October 16, 2012 Retro Gaming Blog Post:

Banning wives from the mancave is best when the decor arrives from Wall-Girls

Adhesive sticker from Wall Girl The mancave has become this elusive room in one's home where men can be men. Far from the ridicule and complaints of wives who don't play video games, read comics or watch pornography is a mystical place where it's OK to delve into your best kept secrets.

We can't all have the stately luxuries of some retro gaming Mancaves, but there are a few essentials, keeping in mind that outfitting a proper mancave is no cheap affair. You certainly didn't take on that big mortgage so you could seclude yourself in the basement with your worldly goods and pipes that leak onto a cement floor. Hell no!

Your game-domain has to store your prized possessions in a manner an flair worthy of your time spent enjoying them. At the same time it is a place that should keep you relaxed, inebriated and in good company of all the friends your wife hates. Besides, you know this won't fly in the living room.

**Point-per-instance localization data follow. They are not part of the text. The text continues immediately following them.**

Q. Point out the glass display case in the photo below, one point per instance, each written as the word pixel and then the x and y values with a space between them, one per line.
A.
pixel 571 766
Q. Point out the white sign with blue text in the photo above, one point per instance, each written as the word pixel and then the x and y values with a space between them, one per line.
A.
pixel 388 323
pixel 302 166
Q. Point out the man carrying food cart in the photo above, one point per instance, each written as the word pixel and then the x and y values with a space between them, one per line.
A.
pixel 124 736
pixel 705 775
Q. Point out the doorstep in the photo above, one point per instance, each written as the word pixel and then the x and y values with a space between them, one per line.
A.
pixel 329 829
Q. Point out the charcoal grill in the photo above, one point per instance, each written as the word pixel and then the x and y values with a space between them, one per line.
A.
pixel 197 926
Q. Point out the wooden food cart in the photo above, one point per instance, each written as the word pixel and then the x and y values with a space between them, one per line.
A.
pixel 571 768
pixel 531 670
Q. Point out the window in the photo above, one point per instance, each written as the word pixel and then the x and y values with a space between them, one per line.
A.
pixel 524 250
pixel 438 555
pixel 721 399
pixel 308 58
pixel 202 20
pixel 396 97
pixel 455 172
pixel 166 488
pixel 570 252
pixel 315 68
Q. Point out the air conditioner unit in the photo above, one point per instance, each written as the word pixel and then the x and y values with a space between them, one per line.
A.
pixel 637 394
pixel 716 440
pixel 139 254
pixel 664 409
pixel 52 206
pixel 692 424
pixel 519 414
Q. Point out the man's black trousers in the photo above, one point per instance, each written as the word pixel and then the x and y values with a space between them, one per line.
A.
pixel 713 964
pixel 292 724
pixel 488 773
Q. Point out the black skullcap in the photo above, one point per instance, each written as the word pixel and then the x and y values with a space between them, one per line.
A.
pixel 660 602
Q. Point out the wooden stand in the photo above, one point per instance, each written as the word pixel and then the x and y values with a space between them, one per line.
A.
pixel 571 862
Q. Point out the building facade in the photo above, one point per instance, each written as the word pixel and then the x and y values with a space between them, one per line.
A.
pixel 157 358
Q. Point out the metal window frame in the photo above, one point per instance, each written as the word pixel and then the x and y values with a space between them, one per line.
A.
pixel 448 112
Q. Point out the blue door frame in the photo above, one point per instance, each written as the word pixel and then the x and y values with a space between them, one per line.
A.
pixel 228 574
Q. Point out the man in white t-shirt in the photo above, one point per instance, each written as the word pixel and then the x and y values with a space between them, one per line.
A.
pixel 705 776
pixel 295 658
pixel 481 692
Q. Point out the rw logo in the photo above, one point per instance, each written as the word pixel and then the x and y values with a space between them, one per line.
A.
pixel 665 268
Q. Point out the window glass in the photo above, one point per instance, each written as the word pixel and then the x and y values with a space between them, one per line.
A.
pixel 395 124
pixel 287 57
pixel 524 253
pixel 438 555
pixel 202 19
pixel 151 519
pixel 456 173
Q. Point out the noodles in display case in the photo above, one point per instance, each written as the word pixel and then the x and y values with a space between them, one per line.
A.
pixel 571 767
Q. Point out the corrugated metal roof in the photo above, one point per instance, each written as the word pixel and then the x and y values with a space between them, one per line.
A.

Unleash your inner interior decorator who knows just how to hang a poster so the tape doesn't show and always answers, "Tits" when decision points are fickle. Stop by the Wall Girls website and see what decorating wonders await the walls of your divorce-to-be mancave when that inner decorator again declares, Tits!

Mancave checklist:
  • Arcade cabinets
  • Pinball machine
  • Gigantic flatscreen TV
  • Music & video media center
  • CD & DVD collection
  • Gaming consoles
  • Video games
  • Kitchenette w/ microwave oven
  • Refrigerator full of beer
  • Bar - well stocked
  • Private bathroom
  • Seating for 6
  • Kick-ass fish tank
  • Air-hockey table
  • Inappropriate decor
  • Outside entrance for guests
    and Pizza Delivery Guy

Once you've perfected the look and feel of your escape-arium, begin adding the crude effects that have long been banished from your living room, bedroom and office. If you do it right, you'll wonder why you bother going into any other room in the house. Eventually you may wonder why you haven't seen your wife in weeks nor heard the washing machine running. Be sure to invite your attorney over to take part in the celebration that is - the ManCave!